You probably know that your 401(k) is an important tool for saving for retirement, but do you have any idea how it compares to the rest of the plans out there?
Many workers assume all 401(k) plans are more or less the same, but that’s a misconception — especially when it comes to your employer match. The employer match is when your company contributes up to a certain percentage of your salary into your retirement account, as long as you contribute at least that amount yourself. The difference between a 401(k) plan with a generous employer match and one that has no employer match at all can add up to many thousands of dollars over the course of your career.
“This is a large piece of your compensation,” says Joshua Gotbaum, guest scholar in the Economic Studies Program at the Brookings Institution.
The average company match is 4.7%, according to Fidelity (which manages around 30% of the assets of all employer-sponsored 401(k) plans). That means that your company will contribute up to 4.7% of your salary into your retirement account, as long as you put in at least that amount yourself; most companies require you to contribute at least the same percentage as the match, but not all.
The match is important because it’s essentially free money. Whether your company offers a match that is higher or lower than average, you should contribute the minimum amount necessary to meet it. Don’t leave money on the table if you can avoid it.
Because it’s an important part of your overall compensation, you should ask prospective employers about their retirement plan offerings when you’re interviewing for jobs.
If you’re deciding between two jobs that pay the same salary, and one has a 401(k) plan with a good employer match while the other offers no employer match, then use that as leverage in your negotiations with the company that has no contribution. If you’re leaning toward that job, ask for more money to compensate for the lack of a match. Salaries being equal, the job with no employer match actually pays you less than the job with the better retirement plan.
Here’s the math:
If you accept a job with a $60,000 salary and you put 5% ($3,000) of your annual salary into a 401(k) with an employer match of 5%, your contribution is doubled. On the flip side, you would be losing that extra $3,000 every year if you work at a company that doesn’t offer matching. Multiply that by five years, and you’ve lost $15,000. When you factor in how much that money could have grown had it been invested in the stock market at a modest 6% rate of return until you retire 20 years later, you could be out around $124,000.

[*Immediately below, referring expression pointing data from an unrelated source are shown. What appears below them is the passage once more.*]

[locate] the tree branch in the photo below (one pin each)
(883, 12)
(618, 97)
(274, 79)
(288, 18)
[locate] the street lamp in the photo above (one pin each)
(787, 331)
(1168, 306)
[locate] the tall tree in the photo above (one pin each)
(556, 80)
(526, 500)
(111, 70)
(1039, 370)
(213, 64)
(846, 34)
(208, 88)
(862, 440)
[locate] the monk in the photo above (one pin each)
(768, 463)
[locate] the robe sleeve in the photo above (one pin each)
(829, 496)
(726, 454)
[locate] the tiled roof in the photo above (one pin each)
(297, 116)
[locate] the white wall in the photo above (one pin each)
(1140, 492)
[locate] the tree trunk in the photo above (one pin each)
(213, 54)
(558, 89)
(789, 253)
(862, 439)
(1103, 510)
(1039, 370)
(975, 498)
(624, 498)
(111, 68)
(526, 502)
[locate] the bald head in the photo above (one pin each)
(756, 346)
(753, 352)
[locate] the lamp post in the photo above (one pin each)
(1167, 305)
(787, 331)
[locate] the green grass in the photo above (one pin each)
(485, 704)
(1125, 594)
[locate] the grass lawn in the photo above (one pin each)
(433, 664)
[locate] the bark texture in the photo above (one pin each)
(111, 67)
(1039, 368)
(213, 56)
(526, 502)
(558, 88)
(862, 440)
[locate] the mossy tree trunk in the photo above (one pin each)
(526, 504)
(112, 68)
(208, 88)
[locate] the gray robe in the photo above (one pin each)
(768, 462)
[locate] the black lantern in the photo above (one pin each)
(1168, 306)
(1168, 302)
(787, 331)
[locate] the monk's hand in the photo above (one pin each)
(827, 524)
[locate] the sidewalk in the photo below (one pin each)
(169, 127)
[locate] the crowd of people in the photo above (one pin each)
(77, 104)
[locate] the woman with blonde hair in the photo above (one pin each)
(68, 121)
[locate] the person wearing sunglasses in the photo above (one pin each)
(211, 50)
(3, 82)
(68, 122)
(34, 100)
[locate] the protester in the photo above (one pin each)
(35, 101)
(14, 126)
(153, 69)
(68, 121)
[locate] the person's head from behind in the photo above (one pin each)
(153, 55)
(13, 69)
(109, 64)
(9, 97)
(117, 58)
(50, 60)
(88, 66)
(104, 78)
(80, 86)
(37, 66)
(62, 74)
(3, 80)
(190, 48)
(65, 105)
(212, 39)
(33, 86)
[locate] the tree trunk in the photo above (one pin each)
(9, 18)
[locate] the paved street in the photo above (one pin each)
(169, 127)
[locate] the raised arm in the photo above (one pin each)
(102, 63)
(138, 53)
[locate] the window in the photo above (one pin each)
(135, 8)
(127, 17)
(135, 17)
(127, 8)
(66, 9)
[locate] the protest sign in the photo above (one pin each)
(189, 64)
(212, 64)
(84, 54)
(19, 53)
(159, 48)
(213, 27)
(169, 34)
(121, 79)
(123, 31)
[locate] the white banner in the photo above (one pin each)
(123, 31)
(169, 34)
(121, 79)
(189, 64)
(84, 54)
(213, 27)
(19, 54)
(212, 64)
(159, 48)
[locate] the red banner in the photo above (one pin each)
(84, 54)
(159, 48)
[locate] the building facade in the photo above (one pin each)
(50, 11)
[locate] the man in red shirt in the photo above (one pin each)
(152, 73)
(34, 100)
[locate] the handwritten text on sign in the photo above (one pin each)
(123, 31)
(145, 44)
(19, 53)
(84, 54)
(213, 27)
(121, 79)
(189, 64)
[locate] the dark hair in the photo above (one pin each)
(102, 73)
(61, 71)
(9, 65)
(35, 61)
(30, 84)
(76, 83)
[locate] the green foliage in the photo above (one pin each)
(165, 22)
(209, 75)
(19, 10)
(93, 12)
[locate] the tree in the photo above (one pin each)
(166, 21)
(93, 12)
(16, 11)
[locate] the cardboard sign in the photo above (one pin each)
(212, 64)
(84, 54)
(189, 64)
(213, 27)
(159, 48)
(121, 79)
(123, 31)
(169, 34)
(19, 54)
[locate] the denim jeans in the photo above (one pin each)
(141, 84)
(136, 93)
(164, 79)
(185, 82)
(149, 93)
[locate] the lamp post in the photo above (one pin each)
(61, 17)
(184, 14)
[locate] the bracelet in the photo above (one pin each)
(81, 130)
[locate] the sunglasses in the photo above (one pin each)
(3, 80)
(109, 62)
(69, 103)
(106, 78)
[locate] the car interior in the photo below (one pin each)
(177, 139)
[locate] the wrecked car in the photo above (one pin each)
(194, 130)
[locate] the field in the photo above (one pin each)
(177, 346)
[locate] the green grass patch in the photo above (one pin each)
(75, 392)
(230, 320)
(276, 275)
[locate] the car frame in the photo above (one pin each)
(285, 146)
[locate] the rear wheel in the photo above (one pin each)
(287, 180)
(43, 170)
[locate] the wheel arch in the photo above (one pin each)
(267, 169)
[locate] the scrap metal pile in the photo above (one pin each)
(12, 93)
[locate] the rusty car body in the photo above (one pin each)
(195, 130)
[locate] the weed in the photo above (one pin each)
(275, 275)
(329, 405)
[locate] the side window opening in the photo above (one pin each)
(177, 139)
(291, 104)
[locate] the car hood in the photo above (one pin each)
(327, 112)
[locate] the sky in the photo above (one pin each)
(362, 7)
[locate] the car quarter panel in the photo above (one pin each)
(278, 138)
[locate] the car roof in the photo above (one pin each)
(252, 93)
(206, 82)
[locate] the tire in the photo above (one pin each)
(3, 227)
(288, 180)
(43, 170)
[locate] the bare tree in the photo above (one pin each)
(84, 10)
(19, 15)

This loss is particularly significant because most Americans are under-saving for retirement. (One third of Americans aren’t even sure whether their employer offers a 401(k) plan in the first place). According to Fidelity, the average 401(k) balance was $95,600 in 2018, hardly enough to sustain what could be decades in retirement.
Aim to contribute at least 10% of your salary to your 401(k), which can include your employer match, Gotbaum advises. If you start to make more money, try to contribute a full 10% on your own.
While many larger companies now automatically enroll their employees into the company 401(k) plan, workers are usually enrolled at a savings rate of around 3%. That’s too low to build a sizable nest egg, and could also be too low to qualify you for your company match. For those able to put in more, the limit for 401(k) contributions in 2019 is $19,000, with savers 50 and over eligible to make an additional $6,000 in “catch-up” contributions.
Retirement planning may feel overwhelming, but don’t be afraid to dive into the ins and outs of your 401(k). Your future retired self will thank you.